Water: Why is it important?

  • 60% of the adult human body is made up of water
  • Fluid loss of 2% will affect circulatory functions and could decrease performance
  • Improved metabolic functioning
  • Body temperature regulation improves
  • Supplies nutrients
  • Lubricates joints and removes wastes
  • Maintain electrolyte balance to help nervous and muscular system function
  • When dehydrated, the lactic acid build up will affect your body more
  • Glycogen storage needs water for recovery

How Much Water?

  • Minimum for men: 13 cups per day
  • Minimum for women: 9 cups per day
  • Drink up to 3 cups before physical activity
  • Drink 6 to 12 fluid ounces every 15 minutes during intense physical activity
  • Exercise over 60 minutes should be supplemented with a 8% carbohydrate drink
  • Ingest 16 to 24 ounces of water for every pound lost during intense exercise

Vitamins and Minerals: Help our body to function and perform optimally

  • B vitamins: assist in the breakdown of glucose and glycogen for energy
  • C vitamins: helps form tendons, ligaments, cartilage, bones, and teeth
  • E vitamins: acts as an anti-oxidant to prevent damage to tissues from free radicals
  • Calcium: helps muscles to contract and nerves to function while helping with blood clotting
  • Magnesium: blood clotting and bone health
  • Iron: helps form compounds that carry oxygen in the body
  • Zinc: immune system function and helps to maintain tissues
  • Chromium: enhances the action of insulin

 

 

  • Mobility

Mobility training is a form of training used to improve flexibility by actively stretching the muscle to help it return to its original resting length.

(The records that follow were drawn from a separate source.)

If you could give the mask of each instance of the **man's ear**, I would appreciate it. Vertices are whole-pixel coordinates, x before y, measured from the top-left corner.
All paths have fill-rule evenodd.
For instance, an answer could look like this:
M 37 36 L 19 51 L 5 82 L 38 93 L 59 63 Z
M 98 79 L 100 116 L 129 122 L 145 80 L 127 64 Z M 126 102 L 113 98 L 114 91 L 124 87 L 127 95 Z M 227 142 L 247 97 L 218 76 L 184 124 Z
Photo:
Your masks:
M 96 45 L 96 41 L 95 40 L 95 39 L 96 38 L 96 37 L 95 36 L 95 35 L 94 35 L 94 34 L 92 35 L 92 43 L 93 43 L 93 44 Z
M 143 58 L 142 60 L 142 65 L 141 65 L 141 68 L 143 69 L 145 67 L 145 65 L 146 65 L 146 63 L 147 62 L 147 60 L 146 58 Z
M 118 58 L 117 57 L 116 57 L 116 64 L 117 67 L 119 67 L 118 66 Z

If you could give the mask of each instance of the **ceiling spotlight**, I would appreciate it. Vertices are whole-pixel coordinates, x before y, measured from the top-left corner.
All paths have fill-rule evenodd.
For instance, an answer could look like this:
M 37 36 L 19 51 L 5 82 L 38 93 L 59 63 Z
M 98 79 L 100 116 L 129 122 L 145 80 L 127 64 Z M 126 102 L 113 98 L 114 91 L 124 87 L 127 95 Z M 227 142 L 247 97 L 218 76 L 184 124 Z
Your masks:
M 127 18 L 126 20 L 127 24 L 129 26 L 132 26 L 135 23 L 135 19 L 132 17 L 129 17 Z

This will not only help you feel better on a daily basis, but it will help your muscles to grow and improve your overall strength. Besides the strength benefits, you will also see improvements in your functional movement making you a better athlete on the field. The following specific benefits will be seen with mobility training:

  • Larger Range of Motion
  • Increased Blood Flow
  • Better Posture and Pain Reduction
  • Relaxed Muscle Tone
  • Stress Relief

 

In closing, I hope that some of these tips will help you remember to listen to your body. Sometimes less is more even though that is going against what society is telling us. Proper recovery should be an essential component of your daily routine because it will make you the best athlete you can be in the long run. If you really want to get that competitive edge I hope that you use some of tips I have given you in this blog and execute them in your daily life.